This repository contains my solution for the Employee Attrition Prediction challenge presented at the Bluechip Summit hackathon. The objective of this challenge was to predict the probability of employee attrition within a given company using machine learning techniques.
This leaderboard represents the standings calculated with approximately 20% of the test data at the time of the hackathon. The final results, based on the remaining 80% of the test data, led to different standings.
- Position(out of 158): 85
- Accuracy: 0.90164
- Percentage Accuracy: 90.164%
The private leaderboard reflects the final standings calculated with approximately 80% of the test data at the time of the hackathon. As the competition concluded, this leaderboard showcases the ultimate rankings in the Employee Attrition Prediction challenge.
- Position(out of 158): 65
- Accuracy: 0.87396
- Percentage Accuracy: 87.396%
Employee attrition poses a significant challenge for organizations, impacting productivity and incurring high recruitment costs. The task was to develop a predictive model that anticipates the likelihood of an employee leaving the company based on provided data.

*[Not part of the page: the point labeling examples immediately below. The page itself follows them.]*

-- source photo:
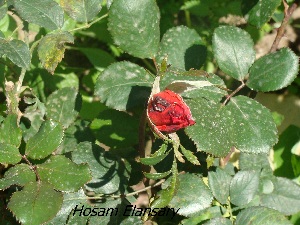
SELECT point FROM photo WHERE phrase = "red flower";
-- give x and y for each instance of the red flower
(168, 112)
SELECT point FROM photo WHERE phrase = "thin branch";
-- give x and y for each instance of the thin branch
(234, 92)
(89, 24)
(126, 195)
(288, 11)
(32, 167)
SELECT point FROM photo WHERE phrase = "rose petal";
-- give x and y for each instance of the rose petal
(168, 112)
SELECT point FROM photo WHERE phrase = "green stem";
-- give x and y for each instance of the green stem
(89, 24)
(188, 18)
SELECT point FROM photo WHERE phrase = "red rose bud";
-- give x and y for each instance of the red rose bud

Employee-Attrition-Prediction-Bluechip-Hackathon-Solution/
├── assets/
│ └── images/
│ ├── private_leaderboard.png
│ └── public_leaderboard.png
├── data/
│ ├── train.csv
│ ├── test.csv
│ ├── sample_submission.csv
│ └── data_with_attrition2.csv
├── modeling/
│ └── models.ipynb
├── README.md
└── requirements.txt
The dataset provided for this challenge includes two main files:
- train.csv: Contains the training data with various features related to employees.
- test.csv: Holds the test data for which predictions need to be made.

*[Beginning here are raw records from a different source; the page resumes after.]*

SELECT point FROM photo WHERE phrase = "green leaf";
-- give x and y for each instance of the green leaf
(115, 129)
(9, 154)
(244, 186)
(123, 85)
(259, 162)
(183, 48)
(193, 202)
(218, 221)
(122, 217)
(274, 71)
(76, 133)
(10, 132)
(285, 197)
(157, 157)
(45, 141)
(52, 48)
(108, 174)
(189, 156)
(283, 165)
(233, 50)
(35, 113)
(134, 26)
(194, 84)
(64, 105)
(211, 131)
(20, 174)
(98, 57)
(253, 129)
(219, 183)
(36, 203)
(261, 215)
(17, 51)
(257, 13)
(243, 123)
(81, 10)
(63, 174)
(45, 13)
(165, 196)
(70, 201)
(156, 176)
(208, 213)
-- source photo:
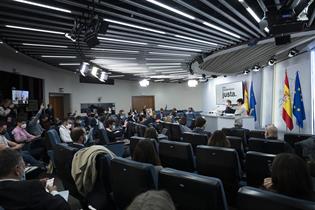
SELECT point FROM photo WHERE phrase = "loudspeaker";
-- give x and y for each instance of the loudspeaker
(280, 40)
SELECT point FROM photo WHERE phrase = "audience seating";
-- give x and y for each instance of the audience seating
(266, 146)
(292, 138)
(250, 198)
(191, 191)
(195, 139)
(256, 134)
(222, 163)
(177, 155)
(258, 167)
(130, 178)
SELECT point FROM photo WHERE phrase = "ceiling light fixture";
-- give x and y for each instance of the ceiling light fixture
(170, 54)
(44, 6)
(179, 48)
(34, 29)
(120, 40)
(134, 26)
(196, 40)
(58, 56)
(144, 83)
(171, 9)
(44, 45)
(221, 29)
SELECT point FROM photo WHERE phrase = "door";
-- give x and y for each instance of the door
(139, 102)
(57, 104)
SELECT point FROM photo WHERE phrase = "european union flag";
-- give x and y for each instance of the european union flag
(298, 105)
(252, 102)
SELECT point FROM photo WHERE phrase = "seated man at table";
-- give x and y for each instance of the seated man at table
(17, 193)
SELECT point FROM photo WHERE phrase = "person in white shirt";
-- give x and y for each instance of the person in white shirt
(64, 131)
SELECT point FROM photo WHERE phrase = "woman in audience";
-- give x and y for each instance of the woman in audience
(290, 176)
(153, 200)
(218, 139)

- sample_submission.csv: A sample submission file format to follow for submitting predictions.
The solution involved several key steps:
- Exploratory Data Analysis (EDA): Understanding the data distribution, identifying patterns, and gaining insights into factors influencing attrition.
- Data Preprocessing: Handling missing values, encoding categorical variables, and feature scaling.
- Feature Engineering: Creating new features or transforming existing ones to improve model performance.
- Model Building: Utilizing machine learning algorithms to predict the probability of employee attrition.
- Evaluation: Assessing model performance using appropriate metrics like accuracy, precision, recall.
- Python 3
- Jupyter Notebook (optional for running the provided notebooks)
- Required Python libraries (listed in requirements.txt)
git clone https://github.com/francisojeah/Employee-Attrition-Prediction-Bluechip-Hackathon-Solution.git
pip install -r requirements.txt
- Place the provided train.csv and test.csv files in the project directory.
- Run the provided notebook, models.ipynb, to reproduce the analysis, feature engineering, model building, and predictions.
- Ensure that the submission file follows the format specified in sample_submission.csv.
The best-performing model achieved a probability prediction accuracy of 90.87% on the test set, demonstrating its effectiveness in predicting employee attrition.
This project is licensed under the MIT License.